Speed of light $$c = 3 \times {10^8}\,{\rm{m/s}}$$

## Step 2: The longest-wavelength EM radiation can eject an electron

The kinetic energy of the electron is given by

$$K{E_e} = hf - BE$$ ...(1)

Here $$K{E_e}$$ is the kinetic energy, $$h$$ is the plank constant, $$f$$ is the frequency of the EM radiation and $$BE$$ is the binding energy.

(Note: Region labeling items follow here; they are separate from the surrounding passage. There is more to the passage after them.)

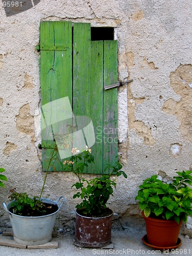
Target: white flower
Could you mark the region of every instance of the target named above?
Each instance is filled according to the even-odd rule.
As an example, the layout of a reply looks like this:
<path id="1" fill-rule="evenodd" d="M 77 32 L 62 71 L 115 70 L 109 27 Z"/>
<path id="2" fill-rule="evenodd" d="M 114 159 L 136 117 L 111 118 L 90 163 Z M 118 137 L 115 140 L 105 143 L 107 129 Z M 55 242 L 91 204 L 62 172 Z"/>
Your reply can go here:
<path id="1" fill-rule="evenodd" d="M 89 148 L 88 146 L 87 145 L 86 145 L 86 148 L 87 148 L 86 151 L 89 151 L 90 153 L 91 153 L 91 149 Z"/>
<path id="2" fill-rule="evenodd" d="M 75 147 L 75 148 L 72 148 L 71 153 L 73 154 L 79 153 L 79 151 L 77 150 L 77 147 Z"/>
<path id="3" fill-rule="evenodd" d="M 74 162 L 72 162 L 72 161 L 65 160 L 63 164 L 73 164 L 73 163 Z"/>

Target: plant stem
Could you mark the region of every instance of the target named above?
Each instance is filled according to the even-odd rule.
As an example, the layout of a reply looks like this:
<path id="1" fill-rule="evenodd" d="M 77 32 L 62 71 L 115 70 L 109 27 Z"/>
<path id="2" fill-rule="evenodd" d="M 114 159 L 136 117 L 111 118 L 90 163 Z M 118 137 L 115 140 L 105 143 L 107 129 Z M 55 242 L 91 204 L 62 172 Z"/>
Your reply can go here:
<path id="1" fill-rule="evenodd" d="M 54 153 L 55 152 L 55 150 L 56 150 L 56 153 L 55 153 L 55 155 L 54 155 Z M 41 188 L 41 191 L 40 191 L 40 196 L 39 196 L 39 199 L 40 199 L 40 198 L 41 197 L 41 196 L 42 196 L 42 192 L 44 191 L 44 186 L 45 186 L 45 184 L 46 183 L 47 175 L 48 174 L 49 169 L 49 167 L 50 167 L 51 162 L 52 159 L 55 157 L 55 156 L 57 154 L 57 152 L 58 152 L 57 148 L 56 147 L 55 147 L 53 149 L 52 154 L 51 154 L 51 157 L 50 157 L 50 158 L 49 159 L 49 164 L 48 165 L 48 166 L 47 166 L 47 170 L 46 170 L 46 175 L 45 175 L 45 178 L 44 178 L 44 184 L 42 185 L 42 188 Z"/>

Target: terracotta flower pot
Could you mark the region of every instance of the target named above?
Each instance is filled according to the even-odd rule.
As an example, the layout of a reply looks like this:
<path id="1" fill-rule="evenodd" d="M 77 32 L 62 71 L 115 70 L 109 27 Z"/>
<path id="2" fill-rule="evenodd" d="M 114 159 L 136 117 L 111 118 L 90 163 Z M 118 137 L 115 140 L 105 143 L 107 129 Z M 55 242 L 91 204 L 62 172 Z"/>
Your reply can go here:
<path id="1" fill-rule="evenodd" d="M 176 245 L 182 220 L 178 224 L 175 220 L 147 218 L 143 211 L 141 215 L 145 221 L 147 238 L 150 244 L 160 247 Z"/>
<path id="2" fill-rule="evenodd" d="M 104 217 L 87 217 L 76 212 L 75 241 L 79 245 L 91 248 L 101 247 L 111 242 L 113 212 Z"/>

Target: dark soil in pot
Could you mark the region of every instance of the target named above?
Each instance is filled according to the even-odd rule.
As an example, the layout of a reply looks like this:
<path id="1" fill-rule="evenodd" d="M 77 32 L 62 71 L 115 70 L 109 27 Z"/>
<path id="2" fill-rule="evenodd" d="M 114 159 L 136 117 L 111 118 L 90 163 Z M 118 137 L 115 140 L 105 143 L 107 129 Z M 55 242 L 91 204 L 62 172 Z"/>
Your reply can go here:
<path id="1" fill-rule="evenodd" d="M 38 217 L 39 216 L 45 216 L 53 214 L 58 210 L 58 206 L 55 204 L 48 204 L 43 203 L 42 207 L 40 208 L 40 212 L 37 210 L 33 210 L 30 206 L 25 207 L 22 210 L 22 214 L 17 215 L 13 212 L 13 208 L 9 209 L 9 211 L 17 215 L 21 215 L 28 217 Z"/>
<path id="2" fill-rule="evenodd" d="M 77 212 L 78 212 L 78 214 L 81 215 L 81 216 L 84 216 L 85 217 L 90 217 L 90 218 L 102 218 L 102 217 L 105 217 L 106 216 L 109 216 L 111 215 L 113 211 L 111 209 L 109 208 L 100 208 L 100 211 L 101 212 L 99 212 L 98 210 L 95 210 L 93 212 L 92 212 L 92 214 L 85 214 L 83 212 L 84 212 L 84 209 L 78 209 L 77 210 Z"/>

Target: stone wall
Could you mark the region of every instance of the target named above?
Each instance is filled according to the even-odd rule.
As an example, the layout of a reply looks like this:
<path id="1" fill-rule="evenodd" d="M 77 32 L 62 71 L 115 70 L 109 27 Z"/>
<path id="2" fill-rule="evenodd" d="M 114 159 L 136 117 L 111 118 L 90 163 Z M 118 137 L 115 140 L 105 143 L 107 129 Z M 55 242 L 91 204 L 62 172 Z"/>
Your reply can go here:
<path id="1" fill-rule="evenodd" d="M 119 80 L 133 79 L 118 89 L 119 152 L 129 178 L 118 179 L 110 200 L 115 212 L 126 216 L 132 207 L 132 214 L 138 214 L 138 186 L 149 176 L 171 178 L 177 170 L 192 168 L 191 7 L 190 0 L 41 0 L 10 16 L 1 9 L 0 156 L 8 181 L 0 188 L 0 202 L 7 203 L 9 190 L 15 187 L 37 195 L 43 182 L 37 147 L 40 98 L 36 46 L 41 20 L 115 28 Z M 49 174 L 45 195 L 67 199 L 60 223 L 74 209 L 75 180 L 70 173 Z M 2 207 L 0 215 L 2 224 L 8 224 Z"/>

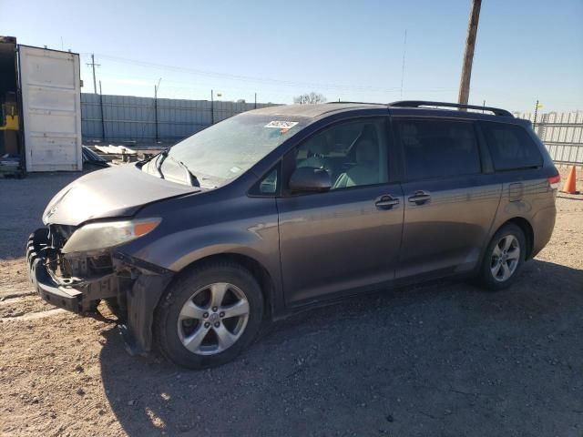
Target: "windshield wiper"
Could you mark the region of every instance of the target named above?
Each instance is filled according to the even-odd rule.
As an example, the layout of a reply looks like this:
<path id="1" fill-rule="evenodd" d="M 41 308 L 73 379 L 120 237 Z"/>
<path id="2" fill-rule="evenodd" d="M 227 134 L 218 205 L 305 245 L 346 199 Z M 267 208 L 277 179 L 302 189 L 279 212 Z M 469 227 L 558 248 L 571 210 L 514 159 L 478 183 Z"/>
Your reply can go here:
<path id="1" fill-rule="evenodd" d="M 158 171 L 158 174 L 162 179 L 164 178 L 164 173 L 162 173 L 162 163 L 164 162 L 164 159 L 166 159 L 166 157 L 168 157 L 168 152 L 169 151 L 170 147 L 165 148 L 160 152 L 159 158 L 156 160 L 156 171 Z"/>
<path id="2" fill-rule="evenodd" d="M 192 187 L 200 188 L 200 182 L 199 182 L 199 179 L 197 178 L 196 175 L 190 171 L 190 169 L 188 168 L 188 166 L 186 164 L 184 164 L 182 161 L 177 159 L 174 157 L 169 157 L 169 158 L 170 158 L 170 159 L 172 159 L 172 161 L 176 162 L 179 166 L 180 166 L 182 168 L 184 168 L 184 170 L 186 171 L 186 174 L 187 174 L 187 176 L 189 178 L 189 180 L 190 181 L 190 185 Z M 166 157 L 164 158 L 166 158 Z"/>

Now we know that the wavelength of EM radiation is given by

$$\lambda = \frac{c}{f}$$ ...(2)

Where $$c$$ is the speed of light.

So equation becomes,

$$K{E_e} = \frac{{hc}}{\lambda } - BE$$ ...(3)

## Step 3: Calculate the binding energy of electrons to uranium metal

The binding energy is expressed as,

$$BE = \frac{{hc}}{\lambda } - KE$$

Substitute all the value in the above equation

\begin{aligned}{c}BE = \frac{{\left( {4.13 \times {{10}^{ - 15}}\,{\rm{eV}}{\rm{.s}}} \right)\left( {3 \times {{10}^8}\,{\rm{m/s}}} \right)}}{{\left( {300 \times {{10}^{ - 9}}\,{\rm{m}}} \right)}} - (0.500\,{\rm{eV}})\\ &= 3.63\,{\rm{eV}}\end{aligned}

Therefore, the binding energy of electrons to uranium metal $$3.63\,{\rm{eV}}$$.